Capacitor Power Calculation. Am I doing this correctly?

I want to use some solar panel and super caps to power a “low voltage circuit”.

I want to calculate the effective “mAh” the caps would store at full charge.

Seeming as Q=CV
and Q=It

We can assume CV=It

Therefore I = CV / t

So having 2 100F 2.7V caps in series gives a 5.4V cap with 50F capacity:

Assuming t = 3600seconds (an hour):

I = (50*5.4) / 3600 = 0.075Amps = 75mAh

Now, the “usable voltage range” would be say a minimum of 3.3V before brownout occurs

So 5.4 - 3.3 = 2.1V

So I should use:

I = (50F * 2.1V) / 3600s = 29mAh

So over a day, assuming the caps can be fully charged over the day, I can pull about 1mA of current on average?

One nrmally uses :

energy stored = 1/2 c * v * v. Joules. Not useful here unless you use a switchmode psu.
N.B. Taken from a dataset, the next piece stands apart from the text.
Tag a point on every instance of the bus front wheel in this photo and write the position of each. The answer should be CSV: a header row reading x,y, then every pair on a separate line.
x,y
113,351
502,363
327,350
And voltage / time characteristic as I = C dv/dt.

so if you have 50 F and current of 1mA, the rate of voltage drop dv/dt wiil be will be 0.001/50 => 20 exp - 6 v/s.

And to drop 2.1 volts will take 2.1 / (20exp-6 ) = > 105,000 seconds or 29.2 hours.

Your sums are correct, if unconventionally expressed.

Allan

We can assume CV=It

No, but C*(change in)V = I*t is a useful approximation.